In one match I was playing more careful, looking for dungeons in hopes of stats boosts or gold, but instead I found myself collecting enough spirit stones to stop the king’s corruption. In order to do so, one must step into an altar from the map whenever a stone shows up, and repeat the process four times. Once that happens, you must fight your way through the castle’s whereabouts and confront the king in person, healing him from his endless insanity, and bringing hope to the land once more.
Instead of offering a wide variety of modes to choose from, Armello introduces you to a unique gameplay loop with strict rules from the start to make it engaging and fun even after a few matches. Of course, playing with the AI can only be entertaining for a short time (although they never feel neither overly hard nor incompetent to play with) and online matches are what makes Armello so appealing.
The Switch version, platform in which we reviewed the game, recently received two multiplayer modes that were present in the PC version for quite some time now, so players can expect to be full up to speed there as well. These are Fury Fridays, making battles more intense by reducing the king’s health and changing several rules, and Stranger Games, adding varied house rules by granting players random cards in the beginning, altering the king’s behavior, and more.
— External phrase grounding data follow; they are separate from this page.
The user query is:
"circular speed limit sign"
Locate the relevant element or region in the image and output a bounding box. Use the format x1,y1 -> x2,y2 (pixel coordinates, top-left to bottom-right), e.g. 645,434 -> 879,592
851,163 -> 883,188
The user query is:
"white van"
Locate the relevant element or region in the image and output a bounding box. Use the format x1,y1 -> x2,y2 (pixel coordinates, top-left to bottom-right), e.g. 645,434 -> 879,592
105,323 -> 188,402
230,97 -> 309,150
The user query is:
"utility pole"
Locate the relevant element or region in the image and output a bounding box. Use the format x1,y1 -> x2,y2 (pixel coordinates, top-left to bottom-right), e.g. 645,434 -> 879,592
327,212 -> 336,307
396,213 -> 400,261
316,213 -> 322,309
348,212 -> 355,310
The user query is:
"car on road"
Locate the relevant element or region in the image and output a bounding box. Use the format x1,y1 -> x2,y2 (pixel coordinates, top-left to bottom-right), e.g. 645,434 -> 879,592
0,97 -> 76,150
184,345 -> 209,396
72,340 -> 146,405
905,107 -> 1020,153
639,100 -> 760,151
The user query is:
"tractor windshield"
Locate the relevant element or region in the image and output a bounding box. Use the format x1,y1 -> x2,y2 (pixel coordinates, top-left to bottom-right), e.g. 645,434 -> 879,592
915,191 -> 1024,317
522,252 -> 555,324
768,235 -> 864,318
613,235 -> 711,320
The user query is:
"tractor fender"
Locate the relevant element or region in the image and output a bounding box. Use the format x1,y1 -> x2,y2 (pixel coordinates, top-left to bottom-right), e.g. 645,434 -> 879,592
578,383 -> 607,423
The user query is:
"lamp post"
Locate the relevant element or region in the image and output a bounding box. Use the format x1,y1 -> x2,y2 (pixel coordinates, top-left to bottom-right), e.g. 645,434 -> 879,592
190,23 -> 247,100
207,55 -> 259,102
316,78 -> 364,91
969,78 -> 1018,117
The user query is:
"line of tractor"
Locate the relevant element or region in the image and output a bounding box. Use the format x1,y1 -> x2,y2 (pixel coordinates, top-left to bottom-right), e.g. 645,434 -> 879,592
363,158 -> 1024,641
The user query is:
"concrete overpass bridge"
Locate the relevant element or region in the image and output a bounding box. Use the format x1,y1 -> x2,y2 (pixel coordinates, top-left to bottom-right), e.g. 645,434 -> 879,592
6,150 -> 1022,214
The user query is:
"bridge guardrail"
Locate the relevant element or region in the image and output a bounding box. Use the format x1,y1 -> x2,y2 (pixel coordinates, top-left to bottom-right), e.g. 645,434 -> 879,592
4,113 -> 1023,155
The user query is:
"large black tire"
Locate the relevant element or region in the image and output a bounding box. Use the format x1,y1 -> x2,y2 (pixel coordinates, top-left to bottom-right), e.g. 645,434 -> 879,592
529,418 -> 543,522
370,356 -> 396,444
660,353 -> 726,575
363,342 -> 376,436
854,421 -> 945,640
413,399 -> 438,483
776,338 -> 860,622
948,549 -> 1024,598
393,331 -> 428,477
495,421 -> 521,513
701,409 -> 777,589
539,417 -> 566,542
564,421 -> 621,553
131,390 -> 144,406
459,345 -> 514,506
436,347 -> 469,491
After my time with Armello, I don’t think I would have endured so long and cared enough to learn the rules and practice in the game if it weren’t for its sense of style. The artistic direction, along with a soothing and charming soundtrack playing the role of companion in the background, make for a beautiful book cover to attract newcomers to its inside.
The Switch version works just as intended, and while you can tell there has been a certain graphical downgrade compared to the PC and console versions, the style is certainly present and palpable. Aside from a minor of slowdowns in between turns’ transitions, the game ran smoothly in both handheld and docked modes during my time with it. Just beware that, as it keeps happening with recent releases, the text might be a bit difficult to read in handheld.
Regardless of which version you choose to play it, Armello is a beautiful game to look at, and one that can either grab you or not during its initial moments. But with enough patience, you may enter in a really unique concept that is not seemed so often in the video games’ realm.